Climatologist Roy Spencer pointed out that those claims were unsubstantiated. “Unfortunately, there seems to be a trend toward classifying events as ‘1 in 1,000 years,’ when there is no way of knowing such things...Remember, it is perfectly normal to have a 1 in 100-year event every year...as long as they occur in different locations. That’s how weather records work.”
Marc Morano on "The Weather Lottery": Your chance of the winning the lottery is very low, but the chance of someone, somewhere winning the lottery are very high. The climate campaigners and the media essentially hype the “winners” of the extreme weather lottery, wherever they are, and attempt to imply these events are happening everywhere.

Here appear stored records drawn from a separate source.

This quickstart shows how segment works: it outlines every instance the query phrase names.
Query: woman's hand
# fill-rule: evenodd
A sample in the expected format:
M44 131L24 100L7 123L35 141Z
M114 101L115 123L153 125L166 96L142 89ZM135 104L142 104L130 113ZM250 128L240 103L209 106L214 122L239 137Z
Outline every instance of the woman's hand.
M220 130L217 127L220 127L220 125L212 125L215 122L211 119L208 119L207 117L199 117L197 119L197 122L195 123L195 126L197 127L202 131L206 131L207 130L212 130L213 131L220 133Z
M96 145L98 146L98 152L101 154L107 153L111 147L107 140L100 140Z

Extreme weather always strikes somewhere at some time, and it always will, so there is no shortage of examples of “record” storms. Lotteries and casinos do the same thing in their ads—showing the winners, and implying that you are just one ticket or spin away from joining them.

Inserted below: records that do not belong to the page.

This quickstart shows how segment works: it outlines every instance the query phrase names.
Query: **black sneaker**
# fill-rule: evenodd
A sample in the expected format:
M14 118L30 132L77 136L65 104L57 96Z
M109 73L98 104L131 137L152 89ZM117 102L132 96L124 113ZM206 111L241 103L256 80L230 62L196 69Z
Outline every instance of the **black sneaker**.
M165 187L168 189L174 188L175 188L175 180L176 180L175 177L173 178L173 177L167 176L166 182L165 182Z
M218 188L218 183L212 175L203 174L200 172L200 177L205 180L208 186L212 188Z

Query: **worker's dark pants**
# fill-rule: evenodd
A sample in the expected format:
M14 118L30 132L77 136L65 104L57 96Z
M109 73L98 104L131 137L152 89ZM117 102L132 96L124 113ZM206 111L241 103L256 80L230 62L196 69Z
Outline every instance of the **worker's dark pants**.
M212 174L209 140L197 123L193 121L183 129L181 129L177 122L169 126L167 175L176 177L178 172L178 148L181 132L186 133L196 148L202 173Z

Meteorologist Topper Shutt explained the misuse of the term 100-year flood after Hurricane Harvey hit Houston in 2017. “A 500-year flood does not mean that an area will see a flood of that magnitude once in 500 years. It means that in any given year there is a .2% chance of a 500-year flood and likewise a 1% chance every year for a 100-year flood,” Shutt wrote. “Remember, we are talking about billions of years of climate and usually just a hundred years of actual, observational data."

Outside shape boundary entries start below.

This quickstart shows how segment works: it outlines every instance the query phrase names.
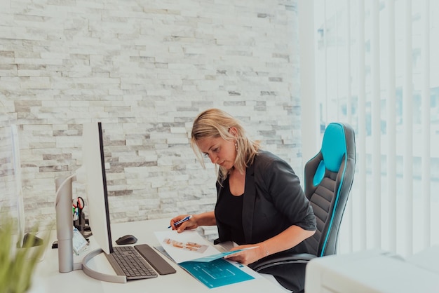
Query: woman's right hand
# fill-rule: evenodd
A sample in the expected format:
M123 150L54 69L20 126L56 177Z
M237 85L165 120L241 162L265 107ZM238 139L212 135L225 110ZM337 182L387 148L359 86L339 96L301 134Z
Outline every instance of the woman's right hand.
M190 217L189 219L184 222L183 223L175 225L178 221L181 221L187 217ZM189 214L180 214L180 216L177 216L170 220L170 227L173 230L177 230L177 232L182 233L184 230L190 230L196 229L198 225L196 223L196 220L195 219L195 216L189 215Z

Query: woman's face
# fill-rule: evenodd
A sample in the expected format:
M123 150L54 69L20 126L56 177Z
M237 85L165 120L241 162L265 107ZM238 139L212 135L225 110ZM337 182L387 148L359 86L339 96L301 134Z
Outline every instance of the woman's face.
M212 163L230 170L236 158L236 149L234 140L225 140L221 137L206 137L196 142L198 149Z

Gore claims it was the first time in history two major storms from the Atlantic and Pacific made landfall at the same time. He was talking about Hurricane Florence, that hit North Carolina on Friday, and Super Typhoon Mangkhut, which hit the Philippines a few hours later on Saturday.
“This is the first time in history that two major storms are making landfall from the Atlantic and the Pacific simultaneously, and each recalls some of their predecessors,” Gore said Friday at the Global Climate Action Summit in San Francisco.
That’s false. Cato Institute atmospheric scientist Ryan Maue was quick to call out Gore for making the false claim..."Al Gore just (fraudulently) claimed without any evidence that we've never had hurricanes in both the Atlantic and Pacific making landfall at same time," Maue said.
Morano: "President Donald Trump may be presiding over the disintegration of the UN Paris climate pact,” said Climate Depot’s Marc Morano, adding that the U.S. decision “set a global example and it may have led to the agreement potentially teetering on the brink of its own survival.”